Re: [PATCH 1/3] sched/fair: Introduce scaled capacity awareness in find_idlest_cpu code path

From: Joel Fernandes
Date: Thu Oct 12 2017 - 17:47:25 EST


On Thu, Oct 12, 2017 at 10:03 AM, Rohit Jain <rohit.k.jain@xxxxxxxxxx> wrote:
> Hi Joel, Atish,
>
> Moving off-line discussions to LKML, just so everyone's on the same page,
> I actually like this version now and it is outperforming my previous
> code, so I am on board with this version.
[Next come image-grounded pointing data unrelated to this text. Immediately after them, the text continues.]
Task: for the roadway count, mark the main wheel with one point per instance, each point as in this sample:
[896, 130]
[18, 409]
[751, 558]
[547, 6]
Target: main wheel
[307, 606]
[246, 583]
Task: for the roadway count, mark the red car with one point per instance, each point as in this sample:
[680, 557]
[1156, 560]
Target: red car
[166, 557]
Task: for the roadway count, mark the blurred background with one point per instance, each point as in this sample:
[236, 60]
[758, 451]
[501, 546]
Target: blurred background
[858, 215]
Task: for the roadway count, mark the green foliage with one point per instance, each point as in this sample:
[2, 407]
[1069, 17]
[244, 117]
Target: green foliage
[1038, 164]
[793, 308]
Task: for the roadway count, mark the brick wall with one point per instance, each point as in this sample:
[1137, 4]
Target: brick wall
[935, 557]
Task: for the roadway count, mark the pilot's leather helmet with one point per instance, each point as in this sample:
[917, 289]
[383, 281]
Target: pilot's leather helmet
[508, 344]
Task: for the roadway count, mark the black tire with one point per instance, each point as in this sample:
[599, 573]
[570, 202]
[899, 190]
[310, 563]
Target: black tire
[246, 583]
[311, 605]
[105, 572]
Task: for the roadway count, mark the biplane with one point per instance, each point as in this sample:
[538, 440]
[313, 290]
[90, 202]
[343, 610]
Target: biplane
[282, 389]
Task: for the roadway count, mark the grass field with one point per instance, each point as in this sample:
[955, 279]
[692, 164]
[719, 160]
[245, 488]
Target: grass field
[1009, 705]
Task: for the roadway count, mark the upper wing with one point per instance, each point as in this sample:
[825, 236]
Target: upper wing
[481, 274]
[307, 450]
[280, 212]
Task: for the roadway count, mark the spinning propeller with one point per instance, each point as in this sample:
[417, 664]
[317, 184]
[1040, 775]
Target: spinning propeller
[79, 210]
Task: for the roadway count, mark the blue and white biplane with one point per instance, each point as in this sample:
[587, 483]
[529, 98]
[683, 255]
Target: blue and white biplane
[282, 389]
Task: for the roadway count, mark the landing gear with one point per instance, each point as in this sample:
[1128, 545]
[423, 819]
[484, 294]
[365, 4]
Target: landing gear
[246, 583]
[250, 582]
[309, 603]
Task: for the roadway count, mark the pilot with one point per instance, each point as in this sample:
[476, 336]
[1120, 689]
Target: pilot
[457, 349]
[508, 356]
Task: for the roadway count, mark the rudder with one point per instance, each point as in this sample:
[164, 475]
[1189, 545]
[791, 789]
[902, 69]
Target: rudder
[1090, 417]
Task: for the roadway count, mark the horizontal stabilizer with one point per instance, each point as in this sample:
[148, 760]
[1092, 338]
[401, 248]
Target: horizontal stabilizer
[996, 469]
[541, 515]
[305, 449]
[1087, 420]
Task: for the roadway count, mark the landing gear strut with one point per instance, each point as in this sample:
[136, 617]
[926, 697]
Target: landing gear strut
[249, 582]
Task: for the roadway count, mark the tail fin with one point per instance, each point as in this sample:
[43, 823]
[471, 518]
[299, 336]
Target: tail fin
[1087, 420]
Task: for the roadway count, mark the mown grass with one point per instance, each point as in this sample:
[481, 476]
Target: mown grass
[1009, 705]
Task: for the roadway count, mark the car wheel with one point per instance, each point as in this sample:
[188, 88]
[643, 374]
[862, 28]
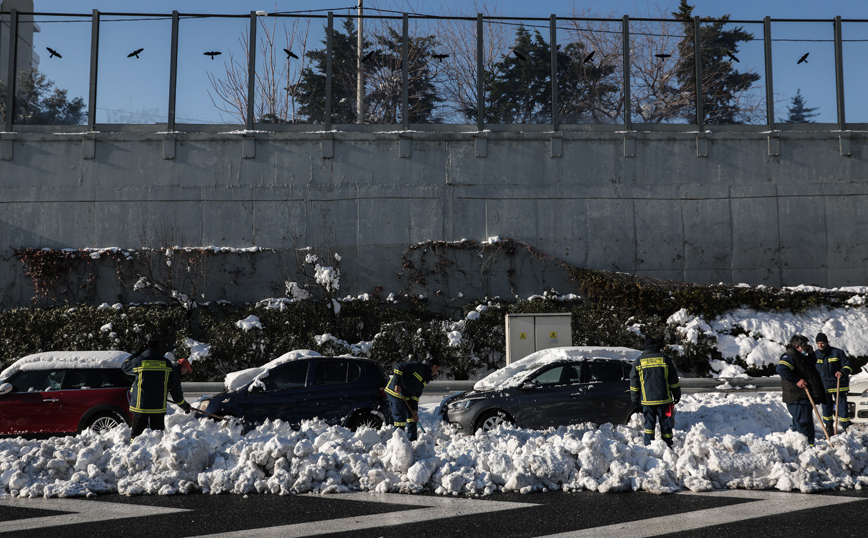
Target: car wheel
[368, 419]
[492, 419]
[103, 422]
It makes the code simpler too.

I think you should have explained what the version does differently.
Nobody can read your mind.

>
> Since we need a fast way of returning an idle cpu in select_idle_sibling
> path, I think that can remain as it is (or may be we can argue about the
> patch on that thread)

This is hardly an explanation of the diff below.

>
> If what I said abovemakes sense to everyone, I will send out a v6.
>
> As always, please let me know what you think.

More below:

> Thanks,
> Rohit
>
> diff --git a/kernel/sched/fair.c b/kernel/sched/fair.c
> index 56f343b..a1f622c 100644
> --- a/kernel/sched/fair.c
> +++ b/kernel/sched/fair.c
> @@ -5724,7 +5724,7 @@ static int cpu_util_wake(int cpu, struct task_struct
> *p);
>
> static unsigned long capacity_spare_wake(int cpu, struct task_struct *p)
> {
> - return capacity_orig_of(cpu) - cpu_util_wake(cpu, p);
> + return capacity_of(cpu) - cpu_util_wake(cpu, p);
> }
>
> /*
> @@ -5870,6 +5870,7 @@ find_idlest_group_cpu(struct sched_group *group,
> struct task_struct *p, int this
> unsigned long load, min_load = ULONG_MAX;
> unsigned int min_exit_latency = UINT_MAX;
> u64 latest_idle_timestamp = 0;
> + unsigned int idle_cpu_cap = 0;
> int least_loaded_cpu = this_cpu;
> int shallowest_idle_cpu = -1;
> int i;
> @@ -5881,6 +5882,7 @@ find_idlest_group_cpu(struct sched_group *group,
> struct task_struct *p, int this
> /* Traverse only the allowed CPUs */
> for_each_cpu_and(i, sched_group_span(group), &p->cpus_allowed) {
> if (idle_cpu(i)) {
> + int idle_candidate = -1;
> struct rq *rq = cpu_rq(i);
> struct cpuidle_state *idle = idle_get_state(rq);
> if (idle && idle->exit_latency < min_exit_latency) {
> @@ -5891,7 +5893,7 @@ find_idlest_group_cpu(struct sched_group *group,
> struct task_struct *p, int this
> */
> min_exit_latency = idle->exit_latency;
> latest_idle_timestamp = rq->idle_stamp;
> - shallowest_idle_cpu = i;
> + idle_candidate = i;
> } else if ((!idle || idle->exit_latency == min_exit_latency) &&
> rq->idle_stamp > latest_idle_timestamp) {
> /*
> @@ -5900,8 +5902,14 @@ find_idlest_group_cpu(struct sched_group *group,
> struct task_struct *p, int this
> * a warmer cache.
> */
> latest_idle_timestamp = rq->idle_stamp;
> - shallowest_idle_cpu = i;
> + idle_candidate = i;
> }
> +
> + if (idle_candidate != -1 &&
> + (capacity_of(idle_candidate) > idle_cpu_cap)) {
> + shallowest_idle_cpu = idle_candidate;
> + idle_cpu_cap = capacity_of(idle_candidate);
> + }

This is broken, incase idle_candidate != -1 but idle_cpu_cap makes the
condition false - you're still setting min_exit_latency which is
wrong.

Also this means if you have 2 CPUs and 1 is in a shallower idle state
than the other, but lesser in capacity, then it would select the CPU
with less shallow idle state right? So 'shallowest_idle_cpu' loses its
meaning.

thanks,

- Joel

[..]